Il est donc démontré que la S.A.R.L. C.N.A.C. a, de manière régulière et réitérée, réglé les sommes dues au titre du contrat avec retard, ce en infraction avec les stipulations du bail.
Il doit ici être souligné que les motifs invoqués par la S.A.R.L. C.N.A.C. pour justifier le manquement à ses obligations de paiement des loyers et charges aux termes convenus qui sont relatifs à la crise sanitaire de la Covid-19, aux mesures administratives et gouvernementales prises dans ce cadre et à ses conséquences, ne sauraient prospérer. En effet, l’épidémie de Covid-19, bien qu’événement par essence imprévisible, ne revêt pas le caractère d’événement irrésistible rendant manifestement impossible toute exécution, dès lors que l’obligation concernée est de nature pécuniaire et qu’elle est toujours par sa nature susceptible d’être exécutée.
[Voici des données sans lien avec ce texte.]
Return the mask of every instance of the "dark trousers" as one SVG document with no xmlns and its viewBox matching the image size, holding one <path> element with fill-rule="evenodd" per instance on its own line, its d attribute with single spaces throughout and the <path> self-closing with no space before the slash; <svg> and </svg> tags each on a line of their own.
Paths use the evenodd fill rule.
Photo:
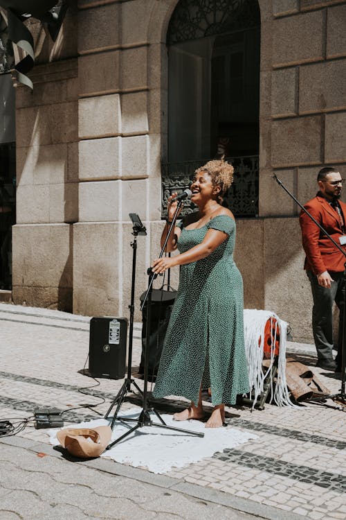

Par ailleurs, la S.A.R.L. C.N.A.C. ne fait qu’alléguer ses difficultés financières durant la crise sanitaire et postérieurement à cette dernière, étant précisé que les difficultés personnelles de sa gérante sont distinctes des difficultés de sa société, seule preneuse à bail et tenue à l’obligation de paiement des loyers et des charges, de sorte qu’elle ne peut être dispensée, comme elle le prétend, de son obligation de paiement des loyers et des charges à terme échu.
Décision du 25 Juin 2025
18° chambre 3ème section
N° RG 22/14613 – N° Portalis 352J-W-B7G-CYMFD
Force est néanmoins de constater, en dépit de ce qui précède, qu’aux termes du congé du 16 février 2022, la S.C.I. Les Cèdres n’a pas mis la S.A.R.L. C.N.A.C. en demeure de se conformer à son obligation de paiement des loyers et des charges à terme échu.
En conséquence, le retard réitéré de paiement des loyers, qui n’est pas une infraction irréversible au bail, ne peut être invoqué par la bailleresse au soutien d’un refus de renouvellement sans paiement d’indemnité d’éviction.
Ainsi, alors que la S.A.R.L. C.N.A.C. a mis fin, dans le délai d’un mois de la mise en demeure, aux manquements contractuels invoqués par la bailleresse le 16 février 2022, la S.C.I Les Cèdres n’est pas fondée à maintenir son refus de payer à la locataire évincée une indemnité d’éviction à ces titres, aucun motif grave et légitime ne pouvant dans ces conditions être caractérisé.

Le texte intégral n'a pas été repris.